L’Enracinement  - publié en 1949 – est un texte magistral présenté comme « Prélude à une déclaration des devoirs envers l’être humain ».

Ce livre se décompose en trois parties :

1 – Les besoins de l’âme ;

2 – Le déracinement ;

3  - L’enracinement ;

Dans la première partie – « Les besoins de l’âme » - Simone Weil va tenter de distinguer Droits et obligations qui fondent les rapports entre l'individu et sa collectivité.

Elle écrit :

« La notion d'obligation prime celle de droit, qui lui est subordonnée et relative. Un droit n'est pas efficace par lui-même, mais seulement par l'obligation à laquelle il correspond ; l'accomplissement effectif d'un droit provient non pas de celui qui le possède, mais des autres hommes qui se reconnaissent obligés à quelque chose envers lui. »

Elle poursuit :

« L'obligation ne lie que les êtres humains. Il n'y a pas d'obligations pour les collectivités comme telles. (…)

Des obligations identiques lient tous les êtres humains, bien qu'elles correspondent à des actes différents selon les situations. Aucun être humain, quel qu'il soit, en aucune circonstance, ne peut s'y soustraire sans crime ;»

« L'imperfection d'un ordre social se mesure à la quantité de situations de ce genre qu'il enferme. » p.11

Et ce, depuis la nuit des temps de l’histoire de l’humanité …

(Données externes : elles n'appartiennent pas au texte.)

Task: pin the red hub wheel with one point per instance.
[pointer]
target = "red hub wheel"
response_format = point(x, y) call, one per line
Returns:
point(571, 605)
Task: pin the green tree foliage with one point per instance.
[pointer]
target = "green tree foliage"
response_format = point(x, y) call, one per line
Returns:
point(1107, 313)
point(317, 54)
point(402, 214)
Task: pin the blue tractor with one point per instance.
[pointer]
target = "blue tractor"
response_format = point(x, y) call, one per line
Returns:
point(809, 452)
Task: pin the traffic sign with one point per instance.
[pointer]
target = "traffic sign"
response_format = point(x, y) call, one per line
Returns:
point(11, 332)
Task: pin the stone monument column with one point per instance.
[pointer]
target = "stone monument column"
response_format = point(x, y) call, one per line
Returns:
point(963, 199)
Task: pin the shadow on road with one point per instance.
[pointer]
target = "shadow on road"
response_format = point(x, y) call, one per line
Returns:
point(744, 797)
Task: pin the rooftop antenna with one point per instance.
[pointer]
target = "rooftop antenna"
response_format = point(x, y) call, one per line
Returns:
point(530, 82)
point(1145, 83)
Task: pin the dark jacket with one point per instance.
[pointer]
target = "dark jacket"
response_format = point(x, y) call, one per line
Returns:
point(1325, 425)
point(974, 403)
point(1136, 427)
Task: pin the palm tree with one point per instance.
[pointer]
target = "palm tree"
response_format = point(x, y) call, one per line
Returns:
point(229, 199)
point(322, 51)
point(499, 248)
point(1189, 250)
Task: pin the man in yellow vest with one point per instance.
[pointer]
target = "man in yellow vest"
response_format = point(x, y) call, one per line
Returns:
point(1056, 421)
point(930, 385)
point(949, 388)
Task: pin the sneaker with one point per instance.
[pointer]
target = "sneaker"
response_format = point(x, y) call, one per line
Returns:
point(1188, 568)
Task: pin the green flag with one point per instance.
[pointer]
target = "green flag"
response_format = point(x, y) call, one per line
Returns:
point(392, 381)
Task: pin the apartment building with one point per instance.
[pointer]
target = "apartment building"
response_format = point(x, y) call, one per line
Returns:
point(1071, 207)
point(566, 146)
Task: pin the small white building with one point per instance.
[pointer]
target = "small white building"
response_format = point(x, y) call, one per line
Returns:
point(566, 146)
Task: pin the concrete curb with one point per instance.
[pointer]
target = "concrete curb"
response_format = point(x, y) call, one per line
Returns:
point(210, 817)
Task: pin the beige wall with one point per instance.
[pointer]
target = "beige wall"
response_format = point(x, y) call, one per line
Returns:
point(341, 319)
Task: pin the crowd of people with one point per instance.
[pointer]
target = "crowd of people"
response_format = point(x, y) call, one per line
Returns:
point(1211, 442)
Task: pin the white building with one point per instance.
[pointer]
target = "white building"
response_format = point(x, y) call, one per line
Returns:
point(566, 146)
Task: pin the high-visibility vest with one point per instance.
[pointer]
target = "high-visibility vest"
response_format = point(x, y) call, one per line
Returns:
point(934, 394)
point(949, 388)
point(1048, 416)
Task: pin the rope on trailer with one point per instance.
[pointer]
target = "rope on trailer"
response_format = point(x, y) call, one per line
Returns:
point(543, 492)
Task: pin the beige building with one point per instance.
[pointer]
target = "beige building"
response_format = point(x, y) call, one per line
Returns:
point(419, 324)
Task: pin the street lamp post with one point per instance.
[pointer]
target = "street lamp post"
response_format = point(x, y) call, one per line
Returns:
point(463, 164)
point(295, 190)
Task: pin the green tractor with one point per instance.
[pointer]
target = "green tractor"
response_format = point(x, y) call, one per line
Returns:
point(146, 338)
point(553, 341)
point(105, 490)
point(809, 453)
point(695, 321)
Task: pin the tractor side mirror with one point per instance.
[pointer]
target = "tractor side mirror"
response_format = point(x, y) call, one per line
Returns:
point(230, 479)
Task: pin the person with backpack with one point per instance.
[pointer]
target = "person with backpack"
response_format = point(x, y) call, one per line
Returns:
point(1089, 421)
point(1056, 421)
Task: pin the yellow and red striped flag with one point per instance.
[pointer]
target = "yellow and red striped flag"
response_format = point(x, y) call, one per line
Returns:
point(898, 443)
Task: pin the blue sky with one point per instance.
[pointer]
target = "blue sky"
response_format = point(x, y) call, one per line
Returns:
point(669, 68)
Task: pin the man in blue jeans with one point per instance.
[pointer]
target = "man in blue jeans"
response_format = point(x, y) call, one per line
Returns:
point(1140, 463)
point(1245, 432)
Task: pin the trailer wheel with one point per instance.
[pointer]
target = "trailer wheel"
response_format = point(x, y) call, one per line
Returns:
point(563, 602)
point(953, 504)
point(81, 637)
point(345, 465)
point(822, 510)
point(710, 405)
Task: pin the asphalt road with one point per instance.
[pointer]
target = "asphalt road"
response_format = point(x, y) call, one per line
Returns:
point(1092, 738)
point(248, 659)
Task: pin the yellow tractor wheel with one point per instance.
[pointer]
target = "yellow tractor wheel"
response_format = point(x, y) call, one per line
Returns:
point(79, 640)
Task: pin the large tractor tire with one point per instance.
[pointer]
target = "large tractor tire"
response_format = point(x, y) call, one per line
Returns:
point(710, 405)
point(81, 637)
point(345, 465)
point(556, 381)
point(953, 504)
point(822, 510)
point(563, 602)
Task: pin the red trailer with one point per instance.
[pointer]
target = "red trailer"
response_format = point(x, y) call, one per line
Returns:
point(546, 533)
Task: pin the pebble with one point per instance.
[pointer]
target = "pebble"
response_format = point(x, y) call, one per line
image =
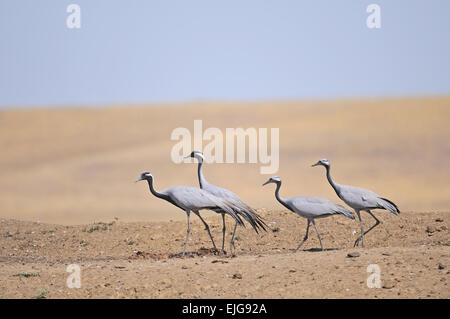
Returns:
point(431, 229)
point(389, 285)
point(237, 276)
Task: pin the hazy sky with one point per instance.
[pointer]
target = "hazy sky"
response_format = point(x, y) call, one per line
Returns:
point(189, 50)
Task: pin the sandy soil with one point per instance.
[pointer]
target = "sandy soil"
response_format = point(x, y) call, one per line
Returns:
point(77, 165)
point(139, 260)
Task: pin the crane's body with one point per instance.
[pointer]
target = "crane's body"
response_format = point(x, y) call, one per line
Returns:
point(244, 210)
point(193, 199)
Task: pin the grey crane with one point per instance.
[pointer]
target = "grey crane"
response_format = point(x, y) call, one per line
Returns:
point(245, 211)
point(309, 207)
point(193, 199)
point(359, 199)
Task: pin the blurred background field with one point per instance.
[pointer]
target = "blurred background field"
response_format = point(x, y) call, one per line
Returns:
point(78, 165)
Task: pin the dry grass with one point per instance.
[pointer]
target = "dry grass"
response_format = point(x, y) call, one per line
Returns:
point(77, 165)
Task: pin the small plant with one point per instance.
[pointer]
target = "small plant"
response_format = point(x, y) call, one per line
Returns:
point(27, 274)
point(42, 294)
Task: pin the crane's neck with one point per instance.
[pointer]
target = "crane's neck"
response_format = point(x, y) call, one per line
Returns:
point(332, 183)
point(153, 191)
point(201, 177)
point(279, 198)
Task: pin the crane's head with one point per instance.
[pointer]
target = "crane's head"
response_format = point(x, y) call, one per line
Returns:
point(144, 176)
point(323, 162)
point(198, 155)
point(273, 179)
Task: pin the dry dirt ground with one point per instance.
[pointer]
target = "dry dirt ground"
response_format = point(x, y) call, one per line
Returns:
point(139, 260)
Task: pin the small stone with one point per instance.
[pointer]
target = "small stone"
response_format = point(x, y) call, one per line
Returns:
point(431, 229)
point(237, 276)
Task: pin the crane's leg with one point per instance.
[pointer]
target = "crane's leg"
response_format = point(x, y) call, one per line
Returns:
point(305, 238)
point(223, 232)
point(188, 213)
point(207, 228)
point(362, 230)
point(318, 234)
point(232, 239)
point(377, 222)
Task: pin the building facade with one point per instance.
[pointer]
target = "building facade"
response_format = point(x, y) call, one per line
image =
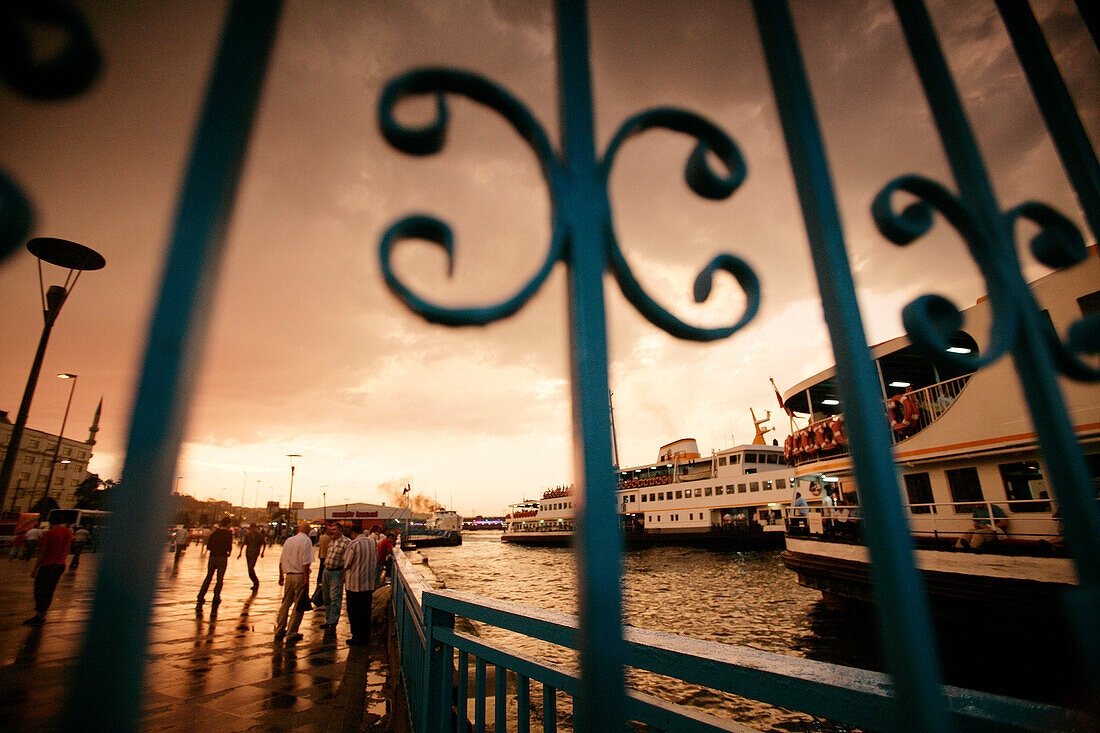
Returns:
point(35, 457)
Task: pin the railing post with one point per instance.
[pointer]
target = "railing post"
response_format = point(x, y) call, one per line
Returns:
point(438, 670)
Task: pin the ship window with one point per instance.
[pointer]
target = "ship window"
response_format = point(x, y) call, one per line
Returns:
point(1089, 304)
point(965, 487)
point(1022, 481)
point(919, 488)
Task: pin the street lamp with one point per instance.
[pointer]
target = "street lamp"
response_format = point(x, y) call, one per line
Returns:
point(289, 501)
point(76, 258)
point(61, 434)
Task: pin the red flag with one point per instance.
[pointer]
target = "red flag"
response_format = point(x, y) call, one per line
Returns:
point(779, 397)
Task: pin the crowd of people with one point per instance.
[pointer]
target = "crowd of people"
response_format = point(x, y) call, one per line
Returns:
point(349, 561)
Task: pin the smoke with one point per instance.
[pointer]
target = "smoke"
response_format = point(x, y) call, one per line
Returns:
point(394, 491)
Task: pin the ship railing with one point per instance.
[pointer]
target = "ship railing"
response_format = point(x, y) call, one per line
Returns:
point(452, 675)
point(1022, 526)
point(927, 405)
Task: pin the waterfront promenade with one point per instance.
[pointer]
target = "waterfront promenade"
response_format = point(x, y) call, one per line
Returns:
point(206, 673)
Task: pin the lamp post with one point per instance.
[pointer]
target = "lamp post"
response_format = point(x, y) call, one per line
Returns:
point(61, 435)
point(289, 501)
point(62, 253)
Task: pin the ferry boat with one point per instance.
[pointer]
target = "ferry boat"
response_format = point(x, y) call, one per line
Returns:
point(733, 499)
point(987, 529)
point(443, 528)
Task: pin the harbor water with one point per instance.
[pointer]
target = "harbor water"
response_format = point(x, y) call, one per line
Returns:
point(738, 598)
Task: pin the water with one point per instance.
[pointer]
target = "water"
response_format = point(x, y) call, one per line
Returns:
point(744, 599)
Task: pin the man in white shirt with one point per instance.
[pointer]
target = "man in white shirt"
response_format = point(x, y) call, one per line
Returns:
point(361, 559)
point(294, 578)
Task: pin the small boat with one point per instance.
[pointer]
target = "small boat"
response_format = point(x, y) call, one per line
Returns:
point(987, 529)
point(732, 499)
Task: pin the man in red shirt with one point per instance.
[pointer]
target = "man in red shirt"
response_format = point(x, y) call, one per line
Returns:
point(53, 554)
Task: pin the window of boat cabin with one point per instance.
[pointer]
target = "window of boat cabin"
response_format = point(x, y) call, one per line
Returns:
point(965, 488)
point(1023, 480)
point(919, 488)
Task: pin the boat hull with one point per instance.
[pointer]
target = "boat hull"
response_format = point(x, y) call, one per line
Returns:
point(446, 538)
point(959, 584)
point(717, 539)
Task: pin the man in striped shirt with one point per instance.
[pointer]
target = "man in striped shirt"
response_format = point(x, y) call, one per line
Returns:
point(361, 558)
point(333, 575)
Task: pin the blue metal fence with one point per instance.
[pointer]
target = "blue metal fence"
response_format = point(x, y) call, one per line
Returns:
point(106, 689)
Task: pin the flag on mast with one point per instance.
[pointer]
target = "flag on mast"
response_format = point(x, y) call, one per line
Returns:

« La conscience humaine n'a jamais varié sur ce point. Il y a des milliers d'années, les Égyptiens pensaient qu'une âme ne peut pas être justifiée après la mort si elle ne peut pas dire : « Je n'ai laissé personne souffrir de la faim. » Tous les chrétiens se savent exposés à entendre un jour le Christ lui-même leur dire : « J'ai eu faim et tu ne m’as pas donné à manger. » Tout le monde se représente le progrès comme étant d'abord le passage à un état de la société humaine où les gens ne souffriront pas de la faim. »

Alors bien sûr …

« Parmi ces besoins, certains sont physiques, comme la faim elle-même. Ils sont assez faciles à énumérer. Ils concernent la protection contre la violence, le logement, les vêtements, la chaleur, l'hygiène, les soins en cas de maladie. »

« D'autres, - poursuit Simone Weil - parmi ces besoins, n'ont pas rapport avec la vie physique, mais avec la vie morale (…) C'est-à-dire que s'ils ne sont pas satisfaits, l'homme tombe peu à peu dans un état plus ou moins analogue à la mort, plus ou moins proche d'une vie purement végétative,

Ils sont beaucoup plus difficiles à reconnaître et à énumérer que les besoins du corps. Mais tout le monde reconnaît qu'ils existent. »

Autre exemple …

« On doit le respect à un champ de blé, non pas pour lui-même, mais parce que c'est de la nourriture pour les hommes.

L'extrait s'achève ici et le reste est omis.